To change the enrichment threshold, supply ``--ethre`` as follows::
$ dir=parse2wigdir+
$ ars=../data/S_cerevisiae/ARS-oriDB_scer.txt
$ drompa+ PC_ENRICH \
-i $dir/YST1019_Gal_60min.100.bw,$dir/YST1019_Gal_0min.100.bw,YST1019_Gal,,,200 \
-i $dir/YST1019_Raf_60min.100.bw,$dir/YST1019_Raf_0min.100.bw,YST1019_Raf,,,200 \
-i $dir/YST1053_Gal_60min.100.bw,$dir/YST1053_Gal_0min.100.bw,YST1053_Gal,,,200 \
--callpeak --ethre 1.5 \
-o drompa-yeast-ARS-peak2 --gt $gt --ars $ars \
--scale_ratio 1 --ls 200 --sm 10 --lpp 3
.. figure:: img/drompa_yeast-ARS-peak2.jpg
:width: 600px
:align: center
:alt: Alternate
Highlighting peaks for a specified enrichment threshold.
Log-ratio distribution
+++++++++++++++++++++++++
Log-scaled ChIP/Input enrichment can be visualized by supplying ``--showratio 2``::
$ dir=parse2wigdir+
$ ars=../data/S_cerevisiae/ARS-oriDB_scer.txt
$ drompa+ PC_ENRICH \
-i $dir/YST1019_Gal_60min.100.bw,$dir/YST1019_Gal_0min.100.bw,YST1019_Gal,,,200 \
-i $dir/YST1019_Raf_60min.100.bw,$dir/YST1019_Raf_0min.100.bw,YST1019_Raf,,,200 \
-i $dir/YST1053_Gal_60min.100.bw,$dir/YST1053_Gal_0min.100.bw,YST1053_Gal,,,200 \
-o drompa-yeast-log2ratio \
--gt $gt --ars $ars \
--showratio 2 --scale_ratio 2 \
--ls 200 --sm 10 --bn 4 --lpp 3 \
--chr I
where ``--chr I`` is supplied to generate the PDF file for chrI only. ``--bn 4`` is supplied to increase the number of y-axis memories.
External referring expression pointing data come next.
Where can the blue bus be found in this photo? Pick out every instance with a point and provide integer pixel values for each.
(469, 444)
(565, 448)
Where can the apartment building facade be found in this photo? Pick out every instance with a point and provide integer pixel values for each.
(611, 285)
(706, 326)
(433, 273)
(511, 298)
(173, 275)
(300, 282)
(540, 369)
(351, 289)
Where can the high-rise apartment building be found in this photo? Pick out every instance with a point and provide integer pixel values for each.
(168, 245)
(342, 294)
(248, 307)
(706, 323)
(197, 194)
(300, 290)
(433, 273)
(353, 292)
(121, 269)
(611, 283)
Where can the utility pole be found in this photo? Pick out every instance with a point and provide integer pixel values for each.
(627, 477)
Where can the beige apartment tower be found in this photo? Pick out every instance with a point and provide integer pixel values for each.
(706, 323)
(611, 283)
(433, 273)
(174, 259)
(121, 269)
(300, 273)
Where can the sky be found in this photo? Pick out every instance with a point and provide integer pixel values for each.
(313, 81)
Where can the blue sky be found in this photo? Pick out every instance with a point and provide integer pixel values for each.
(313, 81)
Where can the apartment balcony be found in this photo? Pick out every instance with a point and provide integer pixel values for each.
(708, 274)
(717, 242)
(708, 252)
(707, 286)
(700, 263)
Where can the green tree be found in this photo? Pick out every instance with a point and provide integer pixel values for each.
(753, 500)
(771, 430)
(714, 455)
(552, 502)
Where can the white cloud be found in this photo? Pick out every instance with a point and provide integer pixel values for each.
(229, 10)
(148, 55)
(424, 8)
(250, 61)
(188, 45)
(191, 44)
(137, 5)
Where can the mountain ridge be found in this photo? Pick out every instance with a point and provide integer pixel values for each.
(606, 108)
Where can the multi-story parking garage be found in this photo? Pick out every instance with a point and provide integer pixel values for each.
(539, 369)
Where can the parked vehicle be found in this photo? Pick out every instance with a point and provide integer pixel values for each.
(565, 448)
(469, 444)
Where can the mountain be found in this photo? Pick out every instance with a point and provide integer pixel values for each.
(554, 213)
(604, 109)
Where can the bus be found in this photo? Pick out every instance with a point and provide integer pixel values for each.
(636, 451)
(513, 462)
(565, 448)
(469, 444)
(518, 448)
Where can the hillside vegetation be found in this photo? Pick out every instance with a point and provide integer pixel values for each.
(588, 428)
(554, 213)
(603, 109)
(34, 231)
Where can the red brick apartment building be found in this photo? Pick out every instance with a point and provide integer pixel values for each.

.. figure:: img/drompa-yeast-log2ratio.jpg
:width: 600px
:align: center
:alt: Alternate
Visualization of log-scaled enrichment.
In this mode, ``--scale_ratio`` indicates the base of the logarithm. To use log10, specify ``--scale_ratio 10``::
$ dir=parse2wigdir+
$ ars=../data/S_cerevisiae/ARS-oriDB_scer.txt
$ drompa+ PC_ENRICH \
-i $dir/YST1019_Gal_60min.100.bw,$dir/YST1019_Gal_0min.100.bw,YST1019_Gal,,,200 \
-i $dir/YST1019_Raf_60min.100.bw,$dir/YST1019_Raf_0min.100.bw,YST1019_Raf,,,200 \
-i $dir/YST1053_Gal_60min.100.bw,$dir/YST1053_Gal_0min.100.bw,YST1053_Gal,,,200 \
-o drompa-yeast-log10ratio \
--gt $gt --ars $ars \
--showratio 2 --scale_ratio 10 \
--ls 200 --sm 10 --bn 4 --lpp 3 \
--chr I
.. figure:: img/drompa-yeast-log10ratio.jpg
:width: 600px
:align: center
:alt: Alternate
Visualization of log-scaled enrichment for log10.
Use the ``--callpeak`` option to change colors between >1 and <1::
$ dir=parse2wigdir+
$ ars=../data/S_cerevisiae/ARS-oriDB_scer.txt
$ drompa+ PC_ENRICH \
-i $dir/YST1019_Gal_60min.100.bw,$dir/YST1019_Gal_0min.100.bw,YST1019_Gal,,,200 \
-i $dir/YST1019_Raf_60min.100.bw,$dir/YST1019_Raf_0min.100.bw,YST1019_Raf,,,200 \
-i $dir/YST1053_Gal_60min.100.bw,$dir/YST1053_Gal_0min.100.bw,YST1053_Gal,,,200 \
-o drompa-yeast-log2ratio2 \
--gt $gt --ars $ars \
--showratio 2 --scale_ratio 2 \
--ls 200 --sm 10 --bn 4 --lpp 3 \
--callpeak \
--chr I
.. figure:: img/drompa-yeast-log2ratio2.jpg
:width: 600px
:align: center
:alt: Alternate
Visualization of log-scaled enrichment using the ``--callpeak`` option.